I am grateful that I had such a sister. I would probably not have survived my childhood without her. I would probably never have survived the time after her death without the joy and wonder of her magnificent children.  The wound of her death opened the door to the healing of other, older wounds. For that too I am grateful.  But I miss her.  Always, even as she lives always in my heart.







Some things I'm grateful for today: (Items in red are pre-gratitude, an attempt to persuade the Creative Forces of the Universe that I am worthy of lavish generosity on their part and to remind them of some of the many things I desire.)

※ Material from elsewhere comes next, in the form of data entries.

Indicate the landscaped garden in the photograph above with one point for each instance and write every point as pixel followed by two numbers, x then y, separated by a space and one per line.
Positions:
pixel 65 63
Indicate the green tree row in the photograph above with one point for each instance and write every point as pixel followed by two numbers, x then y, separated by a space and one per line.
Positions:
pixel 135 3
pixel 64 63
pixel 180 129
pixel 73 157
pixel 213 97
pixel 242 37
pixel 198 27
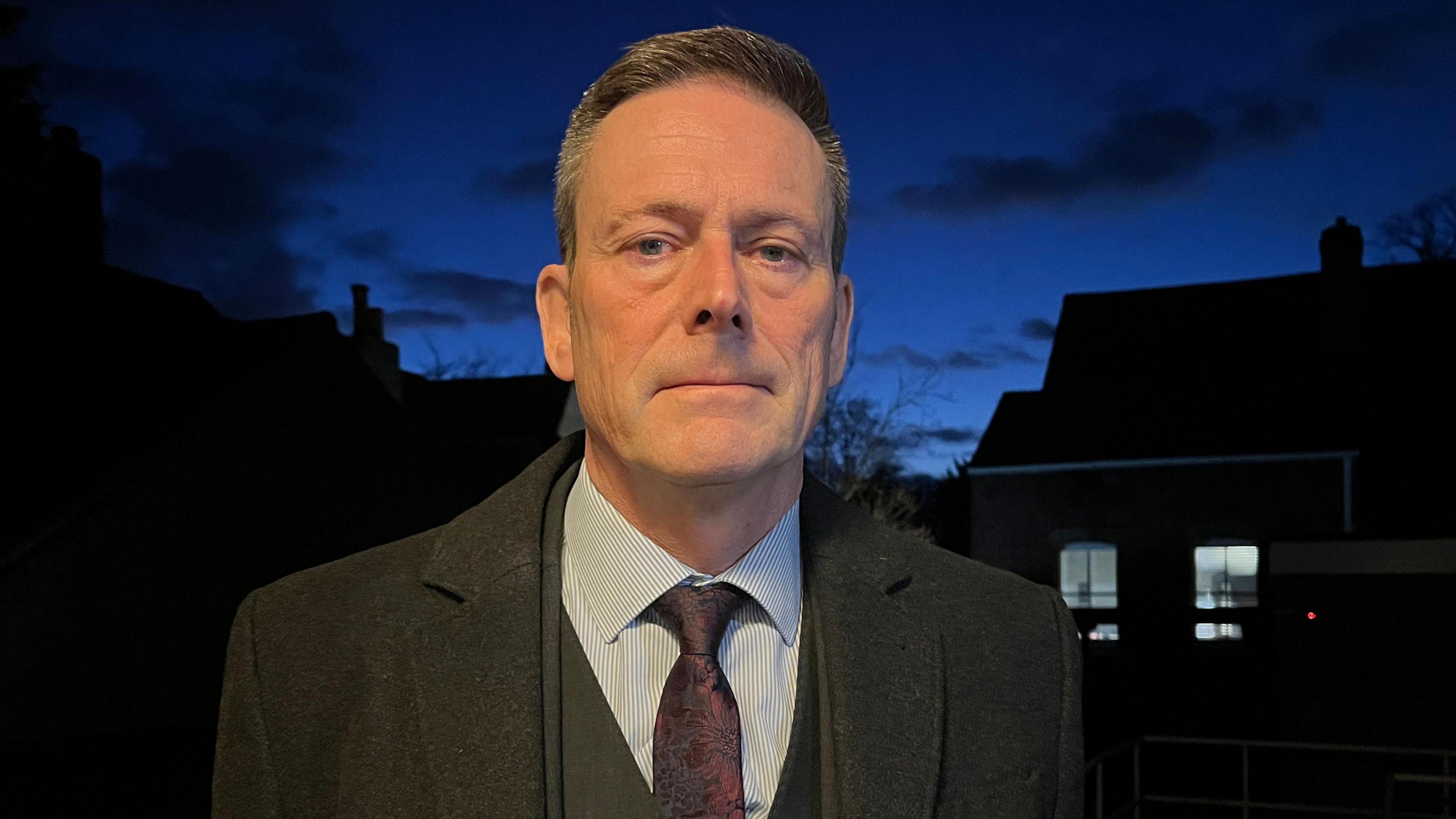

  • My late sister, Carole
  • her three children and  two grandchildren
  • their families
  • that they are happy, healthy and successful
  • Angel and Tara Grace
  • my home
  • an abundance of water for drinking and bathing
  • photographs
  • my computer
  • the internet
  • email
  • electricity
  • my Tibetan salt lamps
  • my fuzzy robe (yep, it's that cold)
  • my camera
  • my microwave
  • my TV
  • the remote control
  • the mute button
  • coconut oil
  • cat toys
  • strawberry/banana yogurt smoothies
  • chocolate soy silk
  • music
  • ear phones
  • Pandora radio
  • computer games
  • bananas
  • Sam-e
  • Omega3
  • IP-6
  • Vitamin D-3
  • my new grabber
  • my chair/walker
  • my cane
  • that my legs still get me from room to room with help
  • my lovely mattress
  • blankets
  • a clothes dryer
  • more flowers in the back yard
  • a sun room on the back of the house
  • zero balance on my credit cards
  • a paid off mortgage
  • $5,000/week for life from PCH
  • freshly painted living and bedroom walls
  • a truckload of money (big bills)
  • new curtains
  • blinds for the front window
  • a ceiling fan in the bedroom
  • Nintendo
  • a reading and healing with Nancy DuTertre
  • winning lottery numbers
  • seeing the red list turn to black
  • reiki
  • angels
  • miracles
  • the life of the late Simon Kitty who gave my niece love and joy
  • Dennis Puffett
  • Dr. Jim
  • therapy
  • the many people who have seen me through my grief
  • the justice system
  • the capacity for healing
  • time
  • happy memories
  • sight
  • hearing
  • taste
  • touch
  • smell
  • beauty
  • my rock collection
  • autumn colors
  • resilience
  • determination
  • imagination
  • words
  • poetry
  • the ability to read and write
  • the ability to type
  • the capacity to change
  • creativity
  • generosity
  • compassion
  • love
  • laughter
  • hope
  • life

PEACE

MAY ALL YOUR MEMORIES BE HAPPY ONES

AND MAY LIFE OFFER YOU AT LEAST

ONE PERSON AS WONDERFUL AS MY SISTER

6 comments:

Argent said...

I found this post of yours very moving. I've been fortunate in that I've never lost anyone in such tragic circumstances. I think your letters would leave a very deep impression on anyone reading them and i hope the one to the parole board makes them think long and hard before realeasing such a broken thing as Anderson clearly is back into the world. It is heartening that Carole's children have thrived in spite of what happened to their mum.

I wish you peace this day.

The Bug said...

Those letters were (and are) amazing - that you could write so articulately & compassionately after your tragedy. I'm so sorry for your loss, and happy to hear about some of the healing.